Matimba: Has six 665MW units installed at a capacity of 3 990MW and was commissioned between 1988 and 1993.

Majuba: Construction started in 1983 and by April of 1996, the first unit was connected to the grid. The last unit was commissioned in April 2001. Majuba is the second largest power plant with an installed capacity of 4 110MW.

Lethabo: Construction started in 1980 and it comprises of six 618MW production units.

Kriel: Was completed in 1979 and was the largest coal-fired power station in the southern hemisphere.

In July of 2022, the entire power station tripped and according to Eskom, the first fault caused unit 1, 2 and 3 to trip while the second fault tripped units 4 and 5. Unit 6 was already offline at the time.

The power station consists of six units each generating 500MW at an installed capacity of 2 850MW.

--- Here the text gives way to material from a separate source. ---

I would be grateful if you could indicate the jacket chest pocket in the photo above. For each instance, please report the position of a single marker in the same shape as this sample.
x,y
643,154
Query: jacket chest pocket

Komati: The first unit was commissioned in 1961 and the last in 1966. In 1988, three units were mothballed, with one kept in reserve and the other five were only operated during peak hours.

In 1990, the entire station was mothballed until 2008 and unit 9 was the first to be recommissioned under Eskom’s return to service project.

The entire power station was put online in 2011.

It has six 686MW units at an installed capacity of 4 116MW.

Kendal: Was built between 1982 and 1993 with the first unit going online in 1988.

On completion in 1993, it became the world’s largest indirect dry-cooled power station.

It has 10 200MW units installed at a capacity of 2 000MW.

Hendrina: Came into operation between June 1970 and December 1976.

Between 1995 and 1997 half of Hendrina’s 10 units were refurbished and the other half between 1999 and 2001.

It has 10 200MW units installed at a capacity of 2 000MW.

Grootvlei: The first of six units was commissioned in 1969.

In 1989, three units were mothballed and in 1990 then other three followed.

Due to the power crisis being experienced in South Africa, Eskom decided to return the station to service and by 2008, three of Grootvlei’s units were back online, providing 585MW to the national grid.

It has six 200MW units at an installed capacity of 1 200MW.

Duvha: Construction started in 1975 with the last unit coming into operation in 1984.

Camden: Was commissioned in 1967 and between 1990 and 2006, the station was mothballed but the country’s energy crisis in the early 21st century prompted Eskom to recommission the station, starting with unit 6 in 2005 before completing with unit 1 in 2008.

Arnot: Construction started in 1968 and this generating unit went online in 1971 with the rest of the station fully operational by 1975.

Between 1992 and 1997, three of its units were mothballed due Eskom’s surplus generating capacity but were brought back online in 1997 and 1998 respectively.

It has six 350MW units at an installed capacity of 2 100MW.